Где-то между Тамбовом и Пензой в битком набитый вагон вломились какие-то, не красные, не белые, — серо-буро-малиновые, пристали к Неле. Мирон Яковлевич не помнил, что с ним сделалось тогда. Смутно припоминались теснота, полутемень и как ткнул стволом нагана в чьи-то оскаленные зубы (он сберег свой наган, но не осталось ни одного патрона). А старики Юдановы кричали страшно, потеряв достоинство, и цеплялись за левую его руку, на которую была вся надежда. И неведомо, чем бы все это копчилось, если бы не объявился некто в офицерском кителе и солдатской папахе, как deus ex machina,[6] да не пальнул в потолок вагона и не заорал:
— На кого руку подняли, растакие и разэтакие?! На увечного русского героя, растуды вашу растак и разэтак?! Всех перестреляю к растакой-то матери!!

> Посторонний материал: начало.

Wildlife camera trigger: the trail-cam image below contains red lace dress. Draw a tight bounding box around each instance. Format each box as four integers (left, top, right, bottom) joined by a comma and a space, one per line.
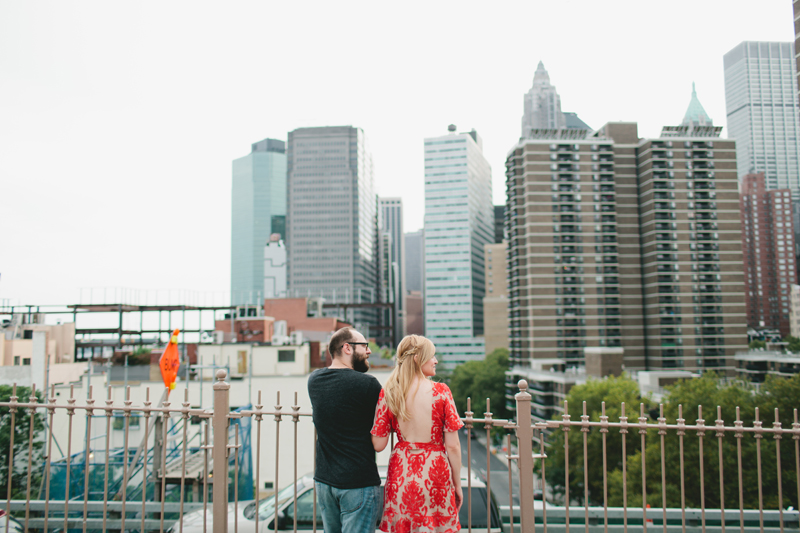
371, 383, 464, 533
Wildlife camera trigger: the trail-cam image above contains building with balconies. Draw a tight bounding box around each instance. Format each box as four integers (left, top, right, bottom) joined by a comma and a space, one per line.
739, 172, 797, 337
506, 87, 747, 373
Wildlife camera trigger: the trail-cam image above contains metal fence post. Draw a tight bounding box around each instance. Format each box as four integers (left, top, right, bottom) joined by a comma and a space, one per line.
211, 368, 231, 533
514, 379, 536, 533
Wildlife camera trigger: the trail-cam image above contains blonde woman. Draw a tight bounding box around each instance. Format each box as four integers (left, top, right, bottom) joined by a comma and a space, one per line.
371, 335, 464, 533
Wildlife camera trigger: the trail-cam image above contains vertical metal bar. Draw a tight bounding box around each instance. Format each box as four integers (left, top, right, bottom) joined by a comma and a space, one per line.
561, 400, 570, 531
753, 407, 764, 533
120, 387, 133, 532
83, 385, 94, 533
157, 392, 171, 533
254, 390, 264, 531
292, 391, 300, 533
512, 379, 536, 533
311, 424, 317, 533
658, 403, 667, 533
466, 396, 472, 533
540, 426, 547, 533
792, 409, 800, 509
25, 384, 37, 531
44, 385, 56, 533
6, 383, 16, 531
619, 402, 628, 533
677, 404, 686, 533
733, 405, 744, 533
142, 387, 150, 531
506, 434, 512, 533
178, 386, 189, 533
274, 391, 283, 533
600, 402, 608, 533
696, 405, 706, 533
581, 400, 589, 533
483, 398, 490, 533
63, 385, 74, 531
103, 386, 114, 531
203, 419, 209, 533
715, 405, 725, 533
772, 407, 783, 533
212, 368, 230, 533
639, 403, 647, 533
233, 418, 239, 533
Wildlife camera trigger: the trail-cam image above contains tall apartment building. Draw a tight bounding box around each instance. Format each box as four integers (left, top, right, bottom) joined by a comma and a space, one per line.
286, 126, 379, 336
378, 198, 406, 342
231, 139, 286, 306
424, 126, 494, 369
483, 243, 508, 355
724, 42, 800, 201
506, 105, 746, 370
739, 173, 797, 337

Такого лихого, такого изысканно-изобретательного мата Мирон Яковлевич даже на фронте не слыхивал.
И сразу свободнее стало в вагоне: серо-буро-малиновых как сквозняком вымело. И нежданный спаситель тоже исчез, даже поблагодарить не успели. Может, атаман ихний, оттого и послушались? А может… впрочем, что теперь гадать! Только нагана своего после той потасовки Мирон Яковлевич так и не нашел.
Добравшись все же чудом до Симбирска, довольно скоро и легко разыскали Асю с ее мужем, который служил юрисконсультом при каком-то сомнительном учреждении. В двух тесных верхних компатушках двухэтажного деревянного домика на тихой улочке теперь кое-как разместились вшестером.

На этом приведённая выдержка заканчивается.